Across EMDE regions, credit to borrowers in Asia-Pacific has declined the most (Graph 3.A), reflecting a drop in credit booked via banks’ related offices (Graph 3.D). As a result, dollar credit to the region shrank by 11% yoy (Graph 3.C), mostly for borrowers in Hong Kong SAR and China (Graph 4.A).

Growth in dollar credit to borrowers in Africa and the Middle East has also slowed noticeably in recent quarters (Graph 3.C). Over the period Q4 2021 to Q2 2023, dollar credit to borrowers in this region has fallen by a combined $24 billion, with the largest contractions observed for borrowers in Saudi Arabia and the United Arab Emirates (Graph 4.B). This reduced the yoy growth in dollar credit to the region to –7% yoy (Graph 3.C), down from a recent high of 5% at end-2021. By contrast, dollar credit to Latin America continued to expand in Q2 2023 (Graph 3.C). This was driven mainly by demand from borrowers located in Brazil, Mexico and Chile (Graph 4.C).
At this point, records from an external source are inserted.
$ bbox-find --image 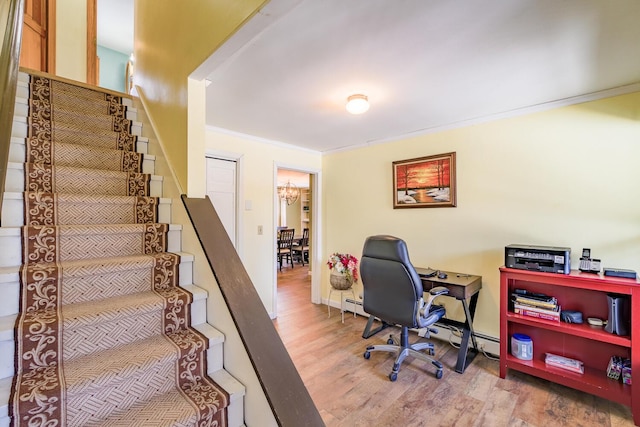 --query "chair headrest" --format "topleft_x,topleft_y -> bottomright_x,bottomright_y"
362,235 -> 411,264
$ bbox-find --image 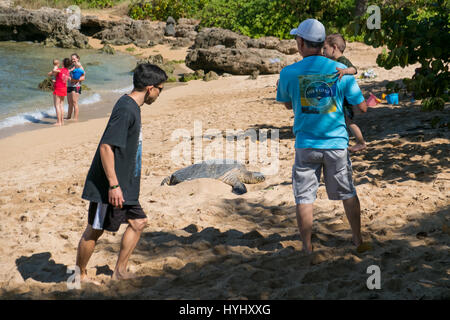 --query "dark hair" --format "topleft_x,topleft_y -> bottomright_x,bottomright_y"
63,58 -> 72,68
133,63 -> 167,91
325,33 -> 345,53
302,38 -> 324,49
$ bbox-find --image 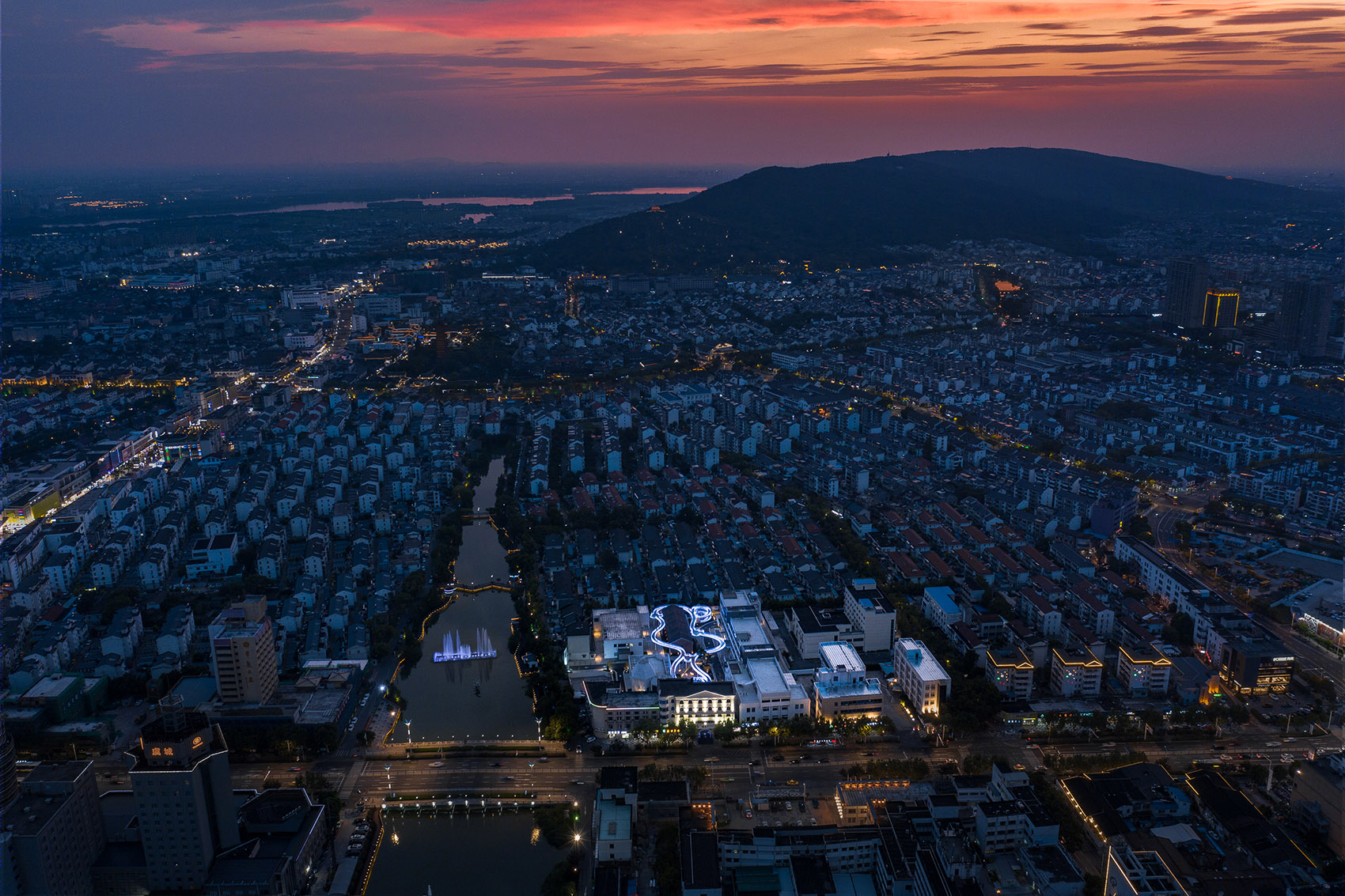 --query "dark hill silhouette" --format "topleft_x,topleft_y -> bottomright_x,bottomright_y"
542,148 -> 1326,273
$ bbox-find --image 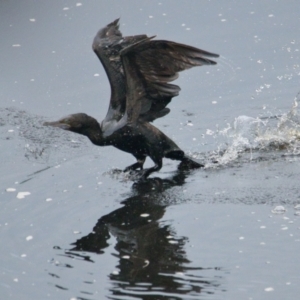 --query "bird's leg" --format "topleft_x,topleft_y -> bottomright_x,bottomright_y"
124,157 -> 146,172
141,158 -> 162,179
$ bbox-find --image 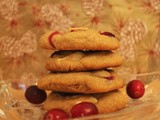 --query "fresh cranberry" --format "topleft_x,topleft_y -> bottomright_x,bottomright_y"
70,102 -> 98,118
104,76 -> 114,80
100,32 -> 115,37
44,108 -> 69,120
48,31 -> 59,47
25,85 -> 47,104
126,80 -> 145,99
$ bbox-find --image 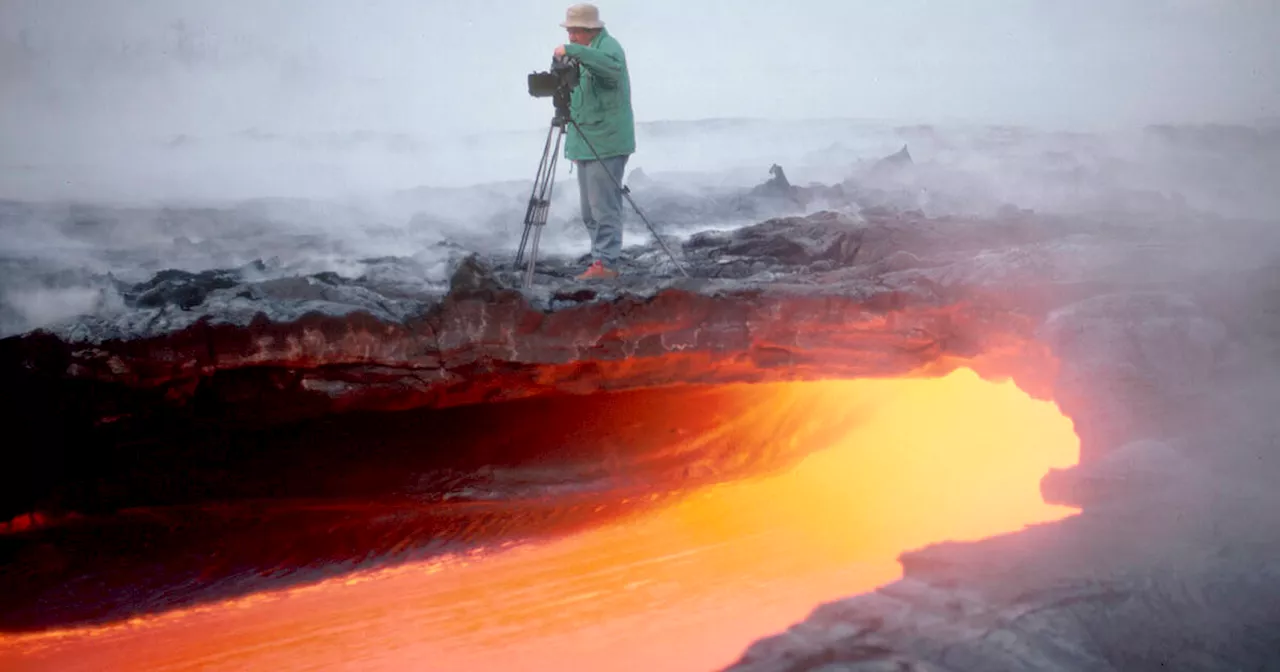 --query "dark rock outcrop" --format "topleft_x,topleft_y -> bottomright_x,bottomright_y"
0,190 -> 1280,671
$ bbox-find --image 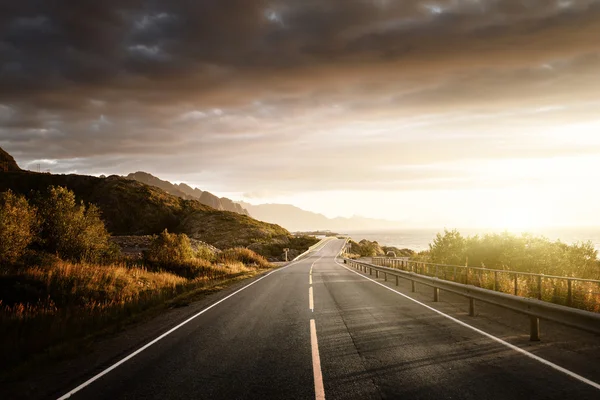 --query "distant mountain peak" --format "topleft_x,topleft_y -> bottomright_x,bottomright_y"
0,147 -> 21,172
126,171 -> 250,216
240,202 -> 401,232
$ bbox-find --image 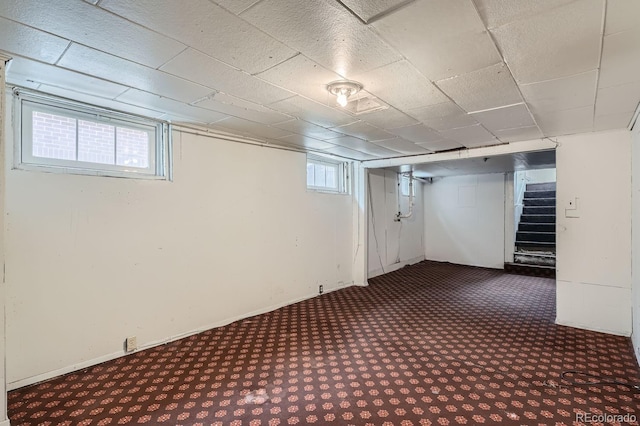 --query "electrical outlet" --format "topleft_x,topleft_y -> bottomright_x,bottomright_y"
124,336 -> 138,352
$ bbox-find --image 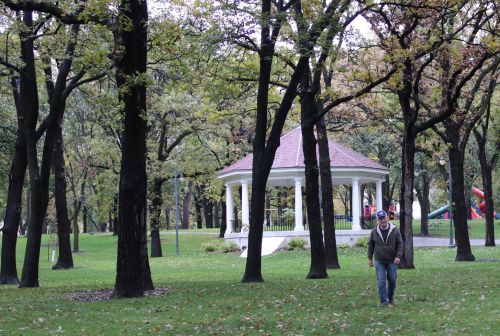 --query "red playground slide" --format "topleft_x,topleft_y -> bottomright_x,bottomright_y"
472,187 -> 486,213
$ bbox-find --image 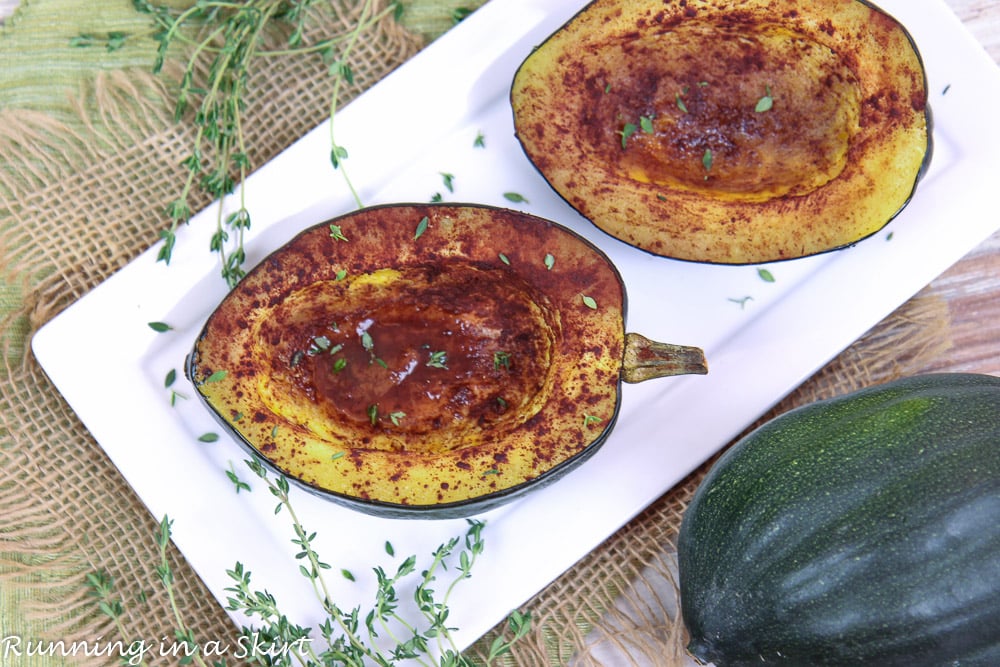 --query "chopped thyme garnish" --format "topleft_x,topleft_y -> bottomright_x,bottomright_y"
754,86 -> 774,113
493,352 -> 510,370
427,350 -> 448,370
618,123 -> 639,148
503,192 -> 531,204
441,171 -> 455,192
413,215 -> 431,241
205,371 -> 229,384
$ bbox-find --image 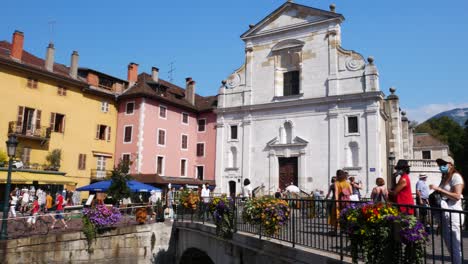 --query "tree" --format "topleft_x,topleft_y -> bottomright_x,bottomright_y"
107,161 -> 132,203
415,116 -> 468,175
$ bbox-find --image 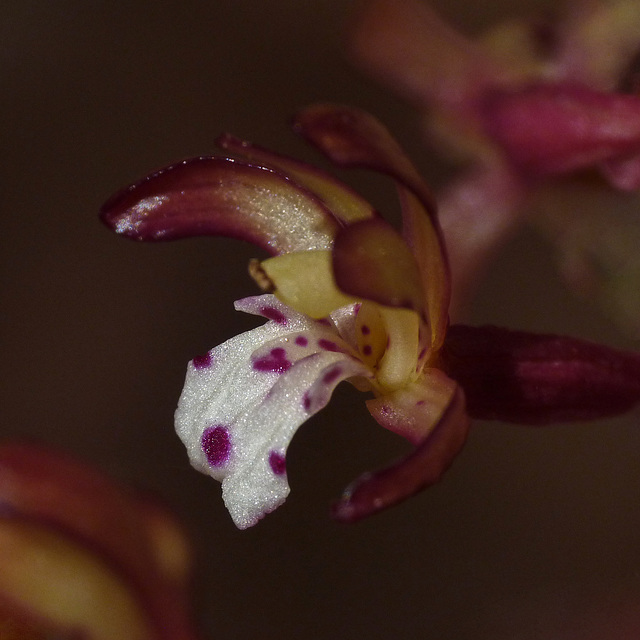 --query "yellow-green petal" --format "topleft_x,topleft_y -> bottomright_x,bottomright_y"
260,251 -> 357,318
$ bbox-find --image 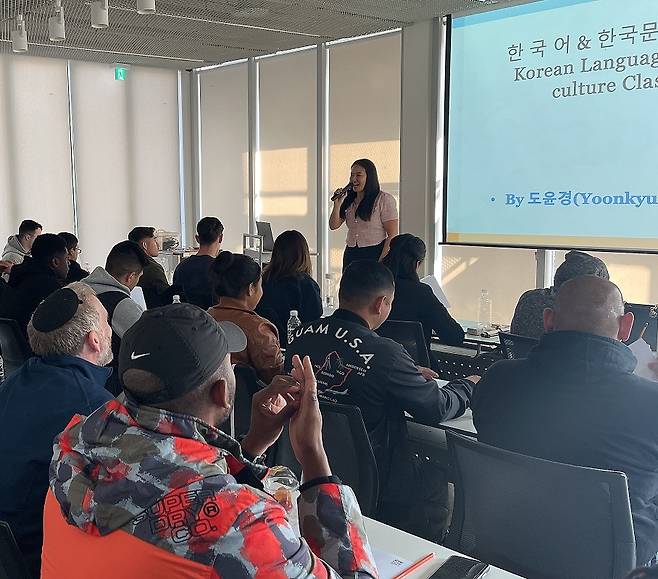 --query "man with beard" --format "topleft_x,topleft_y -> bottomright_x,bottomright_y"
0,282 -> 112,577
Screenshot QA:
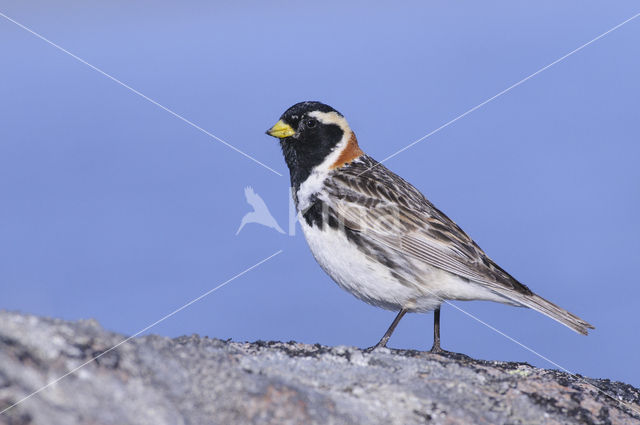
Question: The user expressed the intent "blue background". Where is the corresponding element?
[0,0,640,386]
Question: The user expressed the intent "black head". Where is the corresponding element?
[267,102,351,187]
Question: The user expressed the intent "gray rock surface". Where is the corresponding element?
[0,312,640,425]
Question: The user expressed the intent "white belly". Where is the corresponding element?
[299,212,509,312]
[299,218,441,311]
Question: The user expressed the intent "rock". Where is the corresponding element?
[0,312,640,425]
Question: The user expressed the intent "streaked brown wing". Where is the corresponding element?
[326,157,531,295]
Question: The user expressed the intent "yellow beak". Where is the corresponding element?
[267,120,296,139]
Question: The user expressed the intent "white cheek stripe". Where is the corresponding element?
[297,111,352,211]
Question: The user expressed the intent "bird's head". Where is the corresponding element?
[267,102,363,187]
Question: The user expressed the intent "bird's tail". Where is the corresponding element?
[509,294,595,335]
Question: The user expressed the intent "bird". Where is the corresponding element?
[236,186,284,236]
[266,101,595,353]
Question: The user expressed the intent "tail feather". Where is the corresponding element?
[509,294,595,335]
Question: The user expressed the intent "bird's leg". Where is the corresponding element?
[367,308,408,351]
[430,306,444,353]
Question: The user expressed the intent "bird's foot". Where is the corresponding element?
[428,345,471,360]
[362,342,387,353]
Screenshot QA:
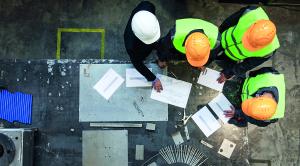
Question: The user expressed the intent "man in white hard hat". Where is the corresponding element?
[124,1,163,92]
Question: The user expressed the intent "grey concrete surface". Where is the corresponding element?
[0,0,300,166]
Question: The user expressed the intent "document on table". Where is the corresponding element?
[192,106,221,137]
[197,68,224,92]
[208,93,232,123]
[93,68,124,100]
[126,68,152,87]
[151,74,192,108]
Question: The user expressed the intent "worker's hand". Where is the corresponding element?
[223,106,235,118]
[152,78,163,92]
[217,73,227,84]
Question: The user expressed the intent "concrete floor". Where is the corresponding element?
[0,0,300,166]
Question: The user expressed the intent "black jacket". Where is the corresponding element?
[124,1,157,81]
[219,6,276,78]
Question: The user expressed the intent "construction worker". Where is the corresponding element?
[124,1,163,92]
[224,67,285,127]
[217,6,280,83]
[157,18,220,69]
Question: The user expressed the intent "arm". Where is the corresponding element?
[219,6,257,33]
[222,56,271,79]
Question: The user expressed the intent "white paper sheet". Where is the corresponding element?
[93,68,124,100]
[151,74,192,108]
[172,131,184,145]
[218,139,236,158]
[192,106,221,137]
[126,68,152,87]
[208,93,232,123]
[197,68,224,92]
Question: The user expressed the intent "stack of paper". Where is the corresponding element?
[218,139,236,158]
[151,74,192,108]
[93,68,124,100]
[208,93,232,123]
[192,106,221,137]
[126,68,152,87]
[197,68,224,92]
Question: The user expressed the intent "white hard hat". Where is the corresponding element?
[131,10,160,44]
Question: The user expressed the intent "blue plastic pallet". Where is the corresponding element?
[0,90,32,124]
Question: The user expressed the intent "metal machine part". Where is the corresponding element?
[0,128,34,166]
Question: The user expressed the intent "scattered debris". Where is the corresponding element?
[159,145,208,166]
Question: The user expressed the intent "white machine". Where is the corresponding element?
[0,128,34,166]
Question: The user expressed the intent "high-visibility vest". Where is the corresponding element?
[221,7,280,61]
[241,73,285,119]
[173,18,219,54]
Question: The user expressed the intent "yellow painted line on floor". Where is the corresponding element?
[56,28,105,60]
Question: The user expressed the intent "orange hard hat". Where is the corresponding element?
[185,32,210,67]
[242,96,277,120]
[242,20,276,51]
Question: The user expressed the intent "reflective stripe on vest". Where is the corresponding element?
[221,7,280,61]
[241,73,285,119]
[173,18,219,54]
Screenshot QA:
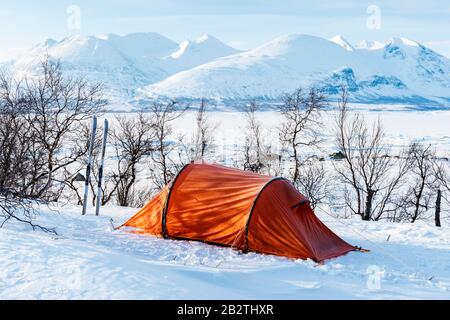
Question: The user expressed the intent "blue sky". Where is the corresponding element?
[0,0,450,57]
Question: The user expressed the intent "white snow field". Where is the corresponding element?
[0,204,450,299]
[0,106,450,299]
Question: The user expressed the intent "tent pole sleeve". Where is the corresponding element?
[161,163,191,238]
[242,177,288,252]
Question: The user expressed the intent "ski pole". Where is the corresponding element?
[82,116,97,216]
[95,119,108,216]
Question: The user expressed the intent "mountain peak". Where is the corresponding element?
[355,40,385,50]
[386,37,420,47]
[170,33,239,59]
[330,34,355,51]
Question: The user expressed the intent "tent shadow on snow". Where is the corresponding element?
[121,162,358,262]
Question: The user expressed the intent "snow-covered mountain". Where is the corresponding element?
[1,33,239,103]
[139,35,450,106]
[164,34,241,73]
[3,33,450,106]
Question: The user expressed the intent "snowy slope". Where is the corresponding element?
[164,34,240,73]
[4,33,450,107]
[139,35,450,106]
[3,33,239,103]
[0,205,450,299]
[12,33,177,100]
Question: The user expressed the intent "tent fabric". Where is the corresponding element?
[123,162,356,261]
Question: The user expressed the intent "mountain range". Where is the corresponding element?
[3,33,450,107]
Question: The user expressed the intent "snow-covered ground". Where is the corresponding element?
[0,204,450,299]
[0,106,450,299]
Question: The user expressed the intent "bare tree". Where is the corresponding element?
[244,101,264,173]
[150,101,187,189]
[298,160,330,209]
[400,142,435,223]
[278,88,325,184]
[23,58,106,198]
[109,112,155,206]
[433,161,450,227]
[190,99,217,160]
[335,88,409,220]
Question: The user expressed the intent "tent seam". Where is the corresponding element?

Global liquidity indicators at end-June 2023

The BIS global liquidity indicators (GLIs) track total credit to non-bank borrowers, covering both loans extended by banks and funding from global bond markets through the net issuance (gross issuance less redemptions) of international debt securities (IDS). The main focus is on foreign currency credit denominated in the three major reserve currencies (US dollars, euros and Japanese yen) to non-residents, ie borrowers outside the respective currency areas.2

Foreign currency credit in the three major currencies rose slightly in Q2 2023. The quarterly increase of $77 billion in US dollar credit to non-banks outside the United States left the outstanding stock at $13 trillion (Graph 5.A, solid red line). Even so, the yoy growth rate remained negative at –2% (Graph 5.B, solid red line). Euro-denominated credit to non-banks outside the euro area stabilised at €4 trillion (Graph 5.A, solid blue line), up 4% from a year earlier. Yen credit outside Japan continued to expand rapidly, driven by bank loans. The outstanding stock reached ¥58 trillion ($400 billion), up 16% from a year earlier (Graph 5.B, solid yellow line).

For non-banks in EMDEs, growth in credit denominated in dollars, euro and yen diverged. After three consecutive quarterly contractions, dollar credit to EMDEs remained weak in Q2 2023, leaving the stock near $5.1 trillion (Graphs 5.A and 5.C). Greater net issuance of IDS and an increase in cross-border loans to non-banks during Q2 partly offset the sizeable drop in dollar-denominated local bank loans.3

In contrast to dollar credit, the growth in yen credit to non-banks in EMDEs continued to accelerate, exceeding 20% yoy (Graph 5.B, dashed yellow line). This pushed the outstanding stock to ¥16 trillion ($116 billion). The rapid growth in yen credit reflected mainly increased bank lending, which grew by 30% yoy. Since mid-2022, yen credit to non-bank borrowers in Asia-Pacific has expanded the most (¥1.9 trillion), followed by credit to those in Latin America (¥710 billion) and Africa and the Middle East (¥255 billion). Despite these developments, foreign currency credit in yen remains considerably smaller than the corresponding stocks of dollar and euro credit.

For its part, euro credit to non-banks in EMDEs fell by €21 billion in Q2 2023, leaving the outstanding stock at €890 billion. This contributed to a yoy contraction of 2%, the weakest rate of growth since end-2012 (Graph 6.A, black line). The decline reflected mainly a drop in bank loans, which shrank at a rate of 3% yoy (green line). The contraction in euro credit vis-à-vis non-bank borrowers in Asia-Pacific (–€13 billion) and emerging Europe (–€11 billion) accounted for the decline in the latest quarter (Graph 6.B).